Ele concorda e mais uma vez sinto sua dúvida.

— Então para de me beijar como se eu fosse sua prima e me beija como a sua mulher.

E então agora sim. Eu vejo a malícia em seus olhos. Adoro o jeito como ele me olha com amor e desejo em medidas iguais. A mistura desses olhares sempre me deixa louca.

Nick me beija da mesma maneira que me beijou na noite do acidente, antes de tudo acontecer. Um beijo cheio de desejo e promessas safadas.

— Esse sim é o Nick que eu adoro quando me beija.

— Eu farei tudo o que estiver ao meu alcance para que a nossa vida seja a mesma que sempre foi.

— Ótimo. — sorrio.

— Começando por isso.

Franzo a testa. Nick joga água em mim e se afasta nadando.

— Acho que tenho que começar com o que é mais fácil pra mim minha linda.

— Ah é claro. — sustento-me na beira da piscina enquanto ele nada para cada vez mais longe de mim. — Sorte sua que eu não posso nadar agora ou deixaria você no chinelo.

— Eu ouço isso o tempo todo. — ele se escora na beira do outro lado da piscina — Mas olha só que curioso, não me lembro de você ter ganhado de mim nenhuma vez Ellen e não pense que eu deixarei você me ganhar só por causa da sua condição.

Hora de brincar.

— Então quer dizer que é mais fácil pra você ser um bastardo idiota?

Abaixo a cabeça e em um instante o Nick está na minha frente.

— Amor me desculpa. — ouço quando ele engole — Eu exagerei Ellen. Perdão.

— Você é incrivelmente idiota às vezes. — levanto o olhar pra ele e vejo seus olhos preocupados — Ainda bem que eu gosto demais do seu lado idiota. — sorrio.

Ele solta o ar audivelmente e sorri junto comigo. Chegando bem perto de mim, ele fala próximo à minha boca.

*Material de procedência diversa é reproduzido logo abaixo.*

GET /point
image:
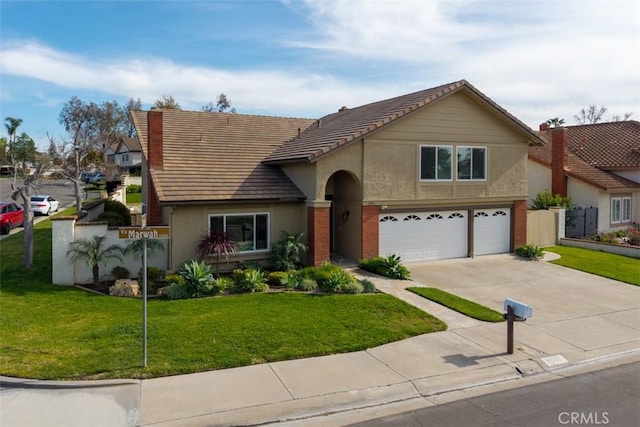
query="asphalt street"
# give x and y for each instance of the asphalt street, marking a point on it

— Não se faz esse tipo de brincadeira com um namorado apaixonado garotinha travessa. — ele prende com força meu lábio em seus dentes e o lambe depois de soltá-lo — Talvez eu devesse fazer alguma coisa por isso.

— Não pode. — sorrio — A minha condição não permite punições.

É ótimo poder brincar com ele sobre isso. Talvez minha vida não vá mudar tanto assim.